Public defender Peter Liguori, standing at his client’s bedside, opened the hearing by telling state Judge Regina Caulfield that the defendant asked his name be corrected to Rahimi. The suspect’s last name had been previously released by authorities as Rahami.
Liguori entered the not guilty plea to New Jersey charges on behalf of his bed-ridden client, who only answered “yes” in a barely audible voice in response to a number of questions from the judge.
Rahimi is charged with five counts of attempted murder of a law enforcement officer stemming from the Linden incident.
He also is charged with second-degree unlawful possession of a weapon and second-degree possession of a weapon for an unlawful purpose. Rahimi is being held on a bail of $5.2 million on the state charges.

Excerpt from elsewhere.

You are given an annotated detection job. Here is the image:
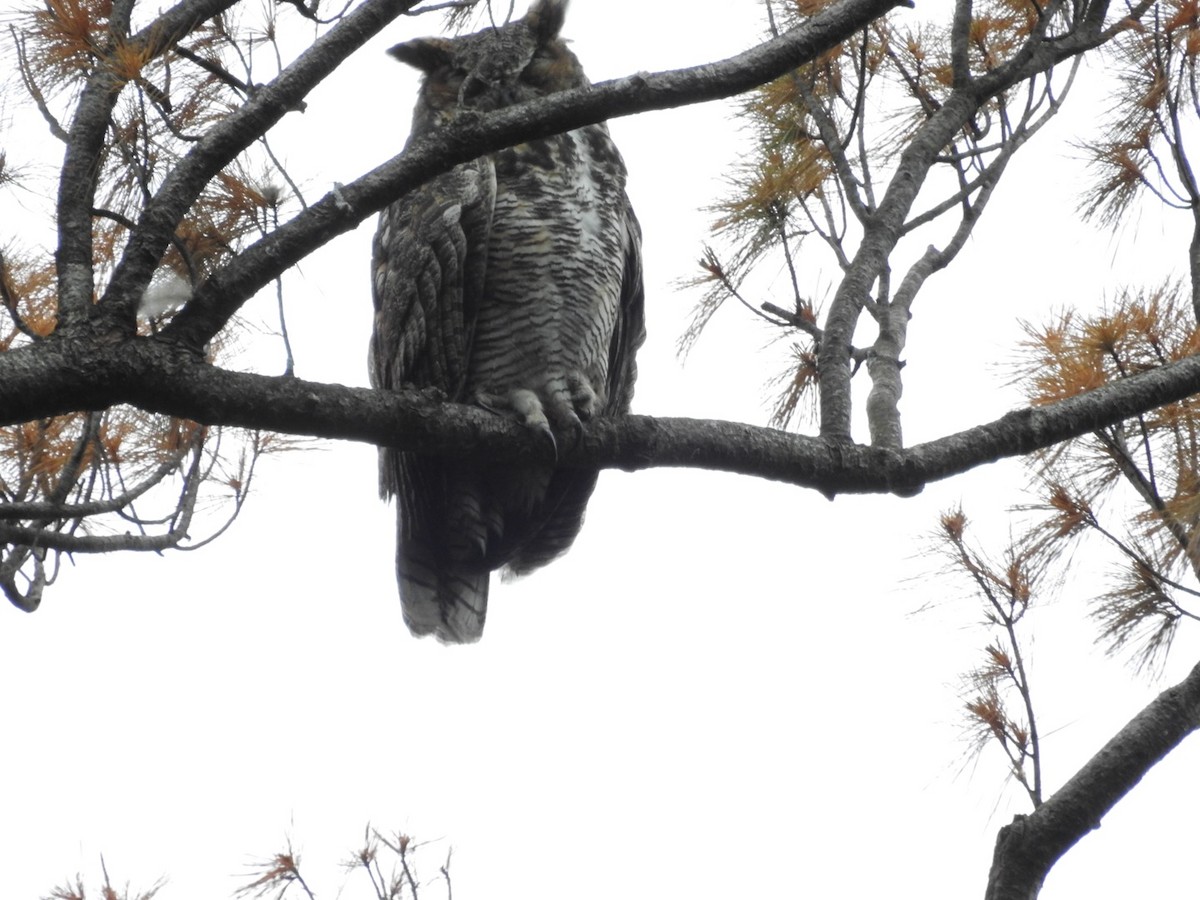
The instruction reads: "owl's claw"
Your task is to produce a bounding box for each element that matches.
[534,421,558,463]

In addition, Rahimi was charged in federal court with four counts: use of weapons of mass destruction, bombing a public place, destruction of property and use of a destructive device. Those allegations were not part of Thursday’s proceedings.
Authorities said Rahimi detonated bombs the morning of Sept. 17 near the start of a Marine Corps charity run in Seaside Park, New Jersey, and that night in New York’s Chelsea neighborhood. An unexploded pressure cooker bomb was found several blocks away from the site of the Chelsea blast.
Nobody was hurt in the first blast, but the explosion in Chelsea injured 29 people.
The night of September 18, a backpack with five bombs inside was found in a wastebasket outside near a rail station in Elizabeth, New Jersey, about 16 miles from New York City.
A regionwide manhunt was launched and Rahimi was arrested the morning of Sept. 19 after the shootout with police in Linden. Two officers were wounded.
The defendant is a US citizen who was born in Afghanistan and had visited the Mideast several times in recent years, authorities said.
Rahimi first came to the United States in 1995 and became a naturalized citizen in 2011. He had been living with his family in New Jersey.
Complaints filed in federal court in Manhattan and New Jersey contain details from the investigation and Rahimi’s handwritten journal, which was damaged in the police shootout.
The federal complaint describes how he came to Manhattan about two hours before the first blast on West 23rd Street in Chelsea, but does not explain a three-hour gap from then to when he is believed to have left the city via the Lincoln Tunnel at approximately 11:30 p.m., around the same time the New York Police Department and New York mayor held their first news conference regarding the incidents.
Rahimi was captured after the owner of a bar in Linden found him sleeping in the doorway of his bar. Harinder Bains, owner of Merdie’s Tavern, said he was watching CNN on his laptop from another business across the street. At first, he thought he was some “drunk guy” resting in the vestibule. Then, he recognized Rahimi and called police.